Issues with LSTM output

9blok0 · June 5, 2020, 2:36pm

I was trying to implement this neural network in pytorch, but ran into some difficulties with an output of lstm layer.

The one thing i don’t understand why lstm layer on the model produced output in different shape from the input. There’s my implementation of this model. But the shape or rather dimension of the output stays the same as the input.

class Net(nn.Module):
    def __init__(self):
        super().__init__()
        #LSTM
        self.seq_embedding = nn.Embedding(51, 256)
        self.seq_dropout = nn.Dropout(0.5)
        self.seq_lstm = nn.LSTM(256, 256)
        #Feature Extraction 
        self.feat_dropout = nn.Dropout(0.5)
        self.feat_fc = nn.Linear(4096, 256)
        #Decoder
        self.fc = nn.Linear(256, 256)
        self.fc2 = nn.Linear(256, 29045)
        
    def forward(self, X1, X2):
        out1 = self.seq_embedding(X1)
        out1 = self.seq_dropout(out1)
        out1, hidden = self.seq_lstm(out1)
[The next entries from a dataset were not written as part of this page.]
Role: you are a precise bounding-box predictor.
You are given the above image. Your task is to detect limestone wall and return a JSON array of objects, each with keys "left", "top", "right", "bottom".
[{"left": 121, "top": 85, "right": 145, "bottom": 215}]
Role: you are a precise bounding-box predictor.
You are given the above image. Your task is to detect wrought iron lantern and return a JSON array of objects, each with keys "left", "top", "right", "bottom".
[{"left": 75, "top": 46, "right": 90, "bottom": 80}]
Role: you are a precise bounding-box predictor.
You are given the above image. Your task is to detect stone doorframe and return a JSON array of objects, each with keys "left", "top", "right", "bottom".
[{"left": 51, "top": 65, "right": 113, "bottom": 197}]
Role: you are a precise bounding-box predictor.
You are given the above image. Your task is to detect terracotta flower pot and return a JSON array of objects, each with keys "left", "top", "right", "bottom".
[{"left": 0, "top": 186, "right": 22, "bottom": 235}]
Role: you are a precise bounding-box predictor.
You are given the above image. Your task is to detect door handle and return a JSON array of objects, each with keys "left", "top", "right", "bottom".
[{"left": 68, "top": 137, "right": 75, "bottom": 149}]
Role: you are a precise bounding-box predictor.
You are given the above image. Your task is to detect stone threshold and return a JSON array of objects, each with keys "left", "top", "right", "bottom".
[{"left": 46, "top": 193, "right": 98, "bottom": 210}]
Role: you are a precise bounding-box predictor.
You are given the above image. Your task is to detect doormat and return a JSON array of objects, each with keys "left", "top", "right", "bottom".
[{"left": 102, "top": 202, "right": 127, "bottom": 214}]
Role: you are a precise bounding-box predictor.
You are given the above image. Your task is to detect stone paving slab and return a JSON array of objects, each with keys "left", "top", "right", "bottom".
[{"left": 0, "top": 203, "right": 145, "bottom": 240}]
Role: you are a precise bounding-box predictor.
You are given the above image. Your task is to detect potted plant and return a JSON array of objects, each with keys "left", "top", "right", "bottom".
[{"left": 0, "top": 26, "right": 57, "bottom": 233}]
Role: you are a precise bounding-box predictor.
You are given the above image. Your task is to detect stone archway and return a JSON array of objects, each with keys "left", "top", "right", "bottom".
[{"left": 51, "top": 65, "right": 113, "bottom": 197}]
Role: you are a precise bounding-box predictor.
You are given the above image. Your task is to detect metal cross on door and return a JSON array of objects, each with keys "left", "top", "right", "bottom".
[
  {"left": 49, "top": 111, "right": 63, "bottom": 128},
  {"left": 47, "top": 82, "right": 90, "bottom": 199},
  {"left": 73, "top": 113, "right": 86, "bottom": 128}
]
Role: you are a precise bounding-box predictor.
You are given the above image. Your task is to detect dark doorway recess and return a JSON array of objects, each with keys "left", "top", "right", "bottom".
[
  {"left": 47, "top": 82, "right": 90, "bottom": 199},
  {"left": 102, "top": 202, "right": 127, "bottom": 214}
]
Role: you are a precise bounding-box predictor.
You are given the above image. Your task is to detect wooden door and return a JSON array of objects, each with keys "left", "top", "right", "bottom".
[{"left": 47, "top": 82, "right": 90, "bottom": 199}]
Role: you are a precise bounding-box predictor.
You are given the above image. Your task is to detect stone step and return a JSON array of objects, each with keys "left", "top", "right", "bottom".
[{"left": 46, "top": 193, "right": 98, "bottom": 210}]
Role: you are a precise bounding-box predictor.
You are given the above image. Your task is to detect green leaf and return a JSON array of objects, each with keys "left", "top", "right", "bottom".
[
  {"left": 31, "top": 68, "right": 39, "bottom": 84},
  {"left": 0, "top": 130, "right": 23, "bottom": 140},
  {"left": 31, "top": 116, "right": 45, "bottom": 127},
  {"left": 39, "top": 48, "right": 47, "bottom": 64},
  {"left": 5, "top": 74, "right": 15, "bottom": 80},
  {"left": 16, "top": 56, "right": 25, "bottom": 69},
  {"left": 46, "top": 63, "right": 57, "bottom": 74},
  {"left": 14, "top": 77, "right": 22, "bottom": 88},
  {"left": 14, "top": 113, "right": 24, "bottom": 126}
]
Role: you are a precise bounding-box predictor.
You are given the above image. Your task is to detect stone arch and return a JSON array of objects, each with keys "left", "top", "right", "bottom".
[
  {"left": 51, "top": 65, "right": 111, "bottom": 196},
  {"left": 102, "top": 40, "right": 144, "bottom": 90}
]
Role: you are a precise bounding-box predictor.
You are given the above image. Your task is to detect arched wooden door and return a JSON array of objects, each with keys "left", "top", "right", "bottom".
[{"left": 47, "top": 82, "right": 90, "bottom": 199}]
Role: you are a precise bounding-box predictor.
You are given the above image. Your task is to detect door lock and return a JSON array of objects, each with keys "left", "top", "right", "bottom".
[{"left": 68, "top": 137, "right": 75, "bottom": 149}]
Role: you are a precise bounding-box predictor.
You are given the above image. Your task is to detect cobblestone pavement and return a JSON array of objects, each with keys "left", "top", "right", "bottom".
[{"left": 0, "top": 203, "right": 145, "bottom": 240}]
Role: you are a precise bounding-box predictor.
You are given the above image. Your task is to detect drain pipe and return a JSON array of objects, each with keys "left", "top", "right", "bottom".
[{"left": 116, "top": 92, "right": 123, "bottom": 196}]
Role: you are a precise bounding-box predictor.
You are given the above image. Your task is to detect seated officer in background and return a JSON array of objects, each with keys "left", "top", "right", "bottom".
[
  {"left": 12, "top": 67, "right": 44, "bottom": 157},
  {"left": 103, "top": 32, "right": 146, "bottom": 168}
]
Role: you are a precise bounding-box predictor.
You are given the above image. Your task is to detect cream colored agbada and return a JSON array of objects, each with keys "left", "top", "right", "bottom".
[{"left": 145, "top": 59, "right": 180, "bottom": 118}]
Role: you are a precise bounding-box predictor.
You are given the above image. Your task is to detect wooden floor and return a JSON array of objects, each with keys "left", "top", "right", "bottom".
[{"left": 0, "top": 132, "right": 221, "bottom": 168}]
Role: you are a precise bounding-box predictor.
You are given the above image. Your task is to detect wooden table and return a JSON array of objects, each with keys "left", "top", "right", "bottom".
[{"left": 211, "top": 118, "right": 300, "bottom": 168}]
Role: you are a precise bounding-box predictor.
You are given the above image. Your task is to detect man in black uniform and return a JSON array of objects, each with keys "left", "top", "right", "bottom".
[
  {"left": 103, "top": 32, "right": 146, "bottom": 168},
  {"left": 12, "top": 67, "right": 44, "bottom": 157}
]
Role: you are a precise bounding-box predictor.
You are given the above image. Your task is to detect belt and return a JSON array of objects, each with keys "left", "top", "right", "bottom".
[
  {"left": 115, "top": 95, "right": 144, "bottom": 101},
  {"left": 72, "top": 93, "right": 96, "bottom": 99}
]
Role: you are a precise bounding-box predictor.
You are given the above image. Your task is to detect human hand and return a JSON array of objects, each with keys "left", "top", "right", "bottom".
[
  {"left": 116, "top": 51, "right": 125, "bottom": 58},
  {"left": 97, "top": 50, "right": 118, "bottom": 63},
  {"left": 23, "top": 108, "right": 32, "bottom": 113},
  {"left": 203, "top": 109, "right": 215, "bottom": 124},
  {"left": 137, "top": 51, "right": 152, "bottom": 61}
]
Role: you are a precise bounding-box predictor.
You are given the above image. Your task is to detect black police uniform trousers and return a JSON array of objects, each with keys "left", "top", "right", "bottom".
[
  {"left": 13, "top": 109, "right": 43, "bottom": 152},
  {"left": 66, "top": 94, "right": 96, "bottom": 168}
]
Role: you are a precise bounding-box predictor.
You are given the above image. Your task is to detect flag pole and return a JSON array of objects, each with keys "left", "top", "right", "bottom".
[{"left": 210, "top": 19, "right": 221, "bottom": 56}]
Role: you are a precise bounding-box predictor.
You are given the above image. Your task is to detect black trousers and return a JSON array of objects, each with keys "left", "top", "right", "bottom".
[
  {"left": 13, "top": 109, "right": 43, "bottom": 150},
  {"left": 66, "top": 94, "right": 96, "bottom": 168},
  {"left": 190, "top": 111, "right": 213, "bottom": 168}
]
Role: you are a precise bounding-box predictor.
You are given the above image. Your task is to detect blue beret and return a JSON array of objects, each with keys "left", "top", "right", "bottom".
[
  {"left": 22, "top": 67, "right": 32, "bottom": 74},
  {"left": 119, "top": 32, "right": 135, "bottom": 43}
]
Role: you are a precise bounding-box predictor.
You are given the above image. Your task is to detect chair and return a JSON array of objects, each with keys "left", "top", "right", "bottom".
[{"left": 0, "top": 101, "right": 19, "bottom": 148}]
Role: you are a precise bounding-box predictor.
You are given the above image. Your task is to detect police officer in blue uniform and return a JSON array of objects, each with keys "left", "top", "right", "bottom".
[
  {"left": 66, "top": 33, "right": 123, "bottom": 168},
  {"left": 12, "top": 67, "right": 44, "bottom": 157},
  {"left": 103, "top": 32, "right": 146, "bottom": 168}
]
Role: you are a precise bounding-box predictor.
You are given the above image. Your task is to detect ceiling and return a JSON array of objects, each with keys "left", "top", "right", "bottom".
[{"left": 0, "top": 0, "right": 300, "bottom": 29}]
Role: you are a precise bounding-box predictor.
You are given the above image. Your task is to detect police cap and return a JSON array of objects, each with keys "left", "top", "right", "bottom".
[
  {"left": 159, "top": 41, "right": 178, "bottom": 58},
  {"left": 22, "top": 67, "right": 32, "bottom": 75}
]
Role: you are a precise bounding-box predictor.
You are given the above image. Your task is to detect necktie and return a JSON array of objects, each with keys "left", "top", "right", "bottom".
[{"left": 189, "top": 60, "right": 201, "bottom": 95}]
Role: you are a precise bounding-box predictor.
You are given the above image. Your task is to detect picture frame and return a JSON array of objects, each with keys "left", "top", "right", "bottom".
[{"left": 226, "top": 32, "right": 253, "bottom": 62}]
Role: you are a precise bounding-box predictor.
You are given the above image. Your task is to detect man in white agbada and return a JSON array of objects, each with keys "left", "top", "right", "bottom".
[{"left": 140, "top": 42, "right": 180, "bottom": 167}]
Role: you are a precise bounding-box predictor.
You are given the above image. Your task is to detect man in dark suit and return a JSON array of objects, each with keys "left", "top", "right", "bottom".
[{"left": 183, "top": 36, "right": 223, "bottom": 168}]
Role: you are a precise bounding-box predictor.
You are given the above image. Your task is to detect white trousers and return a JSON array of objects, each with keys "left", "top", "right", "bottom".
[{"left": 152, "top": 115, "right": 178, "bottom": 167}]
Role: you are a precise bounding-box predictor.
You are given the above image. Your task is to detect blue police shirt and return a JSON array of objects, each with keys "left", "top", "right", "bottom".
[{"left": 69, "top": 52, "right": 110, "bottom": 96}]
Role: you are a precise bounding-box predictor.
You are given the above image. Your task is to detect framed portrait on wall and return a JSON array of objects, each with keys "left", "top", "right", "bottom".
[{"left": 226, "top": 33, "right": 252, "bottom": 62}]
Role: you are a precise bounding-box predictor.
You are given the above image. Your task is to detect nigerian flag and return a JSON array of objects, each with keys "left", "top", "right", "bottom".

        out2 = self.feat_dropout(X2)
        out2 = F.relu(self.feat_fc(out2))

        out = torch.cat((out1, out2), 1)
        out = self.fc(out)
        out = self.fc2(out)
        return F.softmax(out, dim=1)

my lstm dimmensions

Input: torch.Size([3656, 51, 256])
Output: torch.Size([3656, 51, 256])
Desired Output: torch.Size([3656, 256])

Is there any way to achieve the output from original model?

googlebot · June 5, 2020, 4:39pm

if 51 is time dimension, you need to use nn.LSTM(256, 256, batch_first=True)

first output of lstm module contains all time steps, for tasks like yours you can discard non-final outputs by slicing (out1 = out1[:,50]), or use one of tensors from second output (tuple named ‘hidden’ in your code), as these contain non “unrolled” final states too. In your simple case (one rnn layer, same sequence lengths) these methods are equivalent.

9blok0 · June 5, 2020, 5:09pm

thank you, that was very helpful